On 01/01/2013 11:13 PM, Ezio Melotti wrote:
Hi,
On Tue, Jan 1, 2013 at 11:55 PM, Brian Curtin <brian@python.org> wrote:
On Tue, Jan 1, 2013 at 3:49 PM, Ezio Melotti <ezio.melotti@gmail.com> wrote:
Hi,
On Tue, Jan 1, 2013 at 10:57 PM, Georg Brandl <g.brandl@gmx.net> wrote:
On 01/01/2013 05:54 PM, Ezio Melotti wrote:
I say Ezio lets him know that this is the plan since he talked to him recently and is in the no-ban-yet camp.
Yesterday I talked to him, informed him about the probation and showed him this message. I hope this is official enough.
So, what was the reaction? That is the important thing to know...
He acknowledged the fact, but I think he had already understood the issue from our previous conversation.
...and?
Does he care about what was said? Is he going to do anything about his actions?
He does, and he is already trying to improve. We already discussed about the issue and how to solve it in our previous conversation (see http://mail.python.org/pipermail/python-committers/2012-December/002307.html), so informing him about the probation only served to let him know the specific punishment(s) he might face.

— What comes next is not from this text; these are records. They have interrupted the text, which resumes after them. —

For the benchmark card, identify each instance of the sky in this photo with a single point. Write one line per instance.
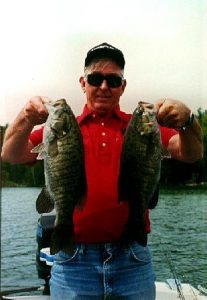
(44, 44)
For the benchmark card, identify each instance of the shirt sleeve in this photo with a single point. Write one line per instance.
(166, 134)
(36, 136)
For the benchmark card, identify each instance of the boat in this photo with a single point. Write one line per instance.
(171, 289)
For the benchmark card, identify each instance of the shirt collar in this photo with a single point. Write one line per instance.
(86, 113)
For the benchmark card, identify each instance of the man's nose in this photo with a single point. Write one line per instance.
(104, 84)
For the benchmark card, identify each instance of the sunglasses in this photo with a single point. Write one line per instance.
(96, 79)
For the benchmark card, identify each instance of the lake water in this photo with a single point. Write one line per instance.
(178, 239)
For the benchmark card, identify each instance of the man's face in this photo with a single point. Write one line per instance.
(102, 98)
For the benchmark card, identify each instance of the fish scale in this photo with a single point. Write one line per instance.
(64, 167)
(140, 167)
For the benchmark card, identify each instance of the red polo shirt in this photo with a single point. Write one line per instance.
(103, 217)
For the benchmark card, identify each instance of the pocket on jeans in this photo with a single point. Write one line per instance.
(62, 257)
(140, 253)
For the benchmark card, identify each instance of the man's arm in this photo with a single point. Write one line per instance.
(187, 145)
(17, 146)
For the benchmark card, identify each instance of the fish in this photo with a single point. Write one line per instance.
(64, 168)
(140, 168)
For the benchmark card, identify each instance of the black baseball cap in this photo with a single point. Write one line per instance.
(105, 50)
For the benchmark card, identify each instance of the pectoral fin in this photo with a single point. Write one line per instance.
(44, 202)
(40, 149)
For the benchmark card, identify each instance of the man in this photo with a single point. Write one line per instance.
(100, 268)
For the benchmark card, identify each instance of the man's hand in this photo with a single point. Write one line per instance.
(172, 113)
(35, 112)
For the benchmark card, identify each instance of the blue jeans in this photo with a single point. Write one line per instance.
(106, 272)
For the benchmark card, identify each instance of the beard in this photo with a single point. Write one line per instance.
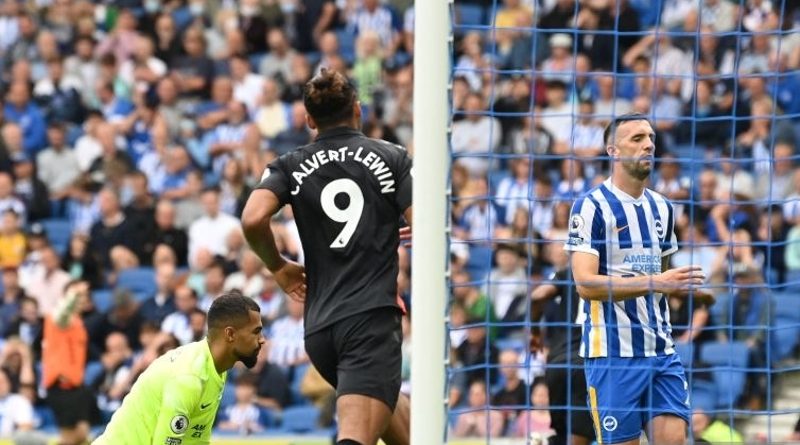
(249, 360)
(637, 168)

Good, sounds like we did all we can now.
The fact that this discussion sidetracked into contributor agreements is not a good sign to me. He should have just said those things himself to the PSF's legal counsel, not in response to an email about his behavior...
I'm doing this via chat (I think it's better/more effective than emails), so sidetracking is not so unexpected (we even ended up discussing things that are completely unrelated after we clarified the important points). The discussion about the CLA started because he said that some of the "accusations" in the thread are not true -- in particular that "He flat-out refuses to sign any contributor agreement". I asked him why he hasn't signed it and if there was any problem with the contributor agreement, and so he replied.
I still don't understand the CA issue: either he sent one some months back, and it got lost: then he can re-submit it. Or he thinks there is something wrong with it and it shouldn't be signed: then why did he do so in the first place (and frankly, why did nobody else (among them big corporations) find a cause for concern)?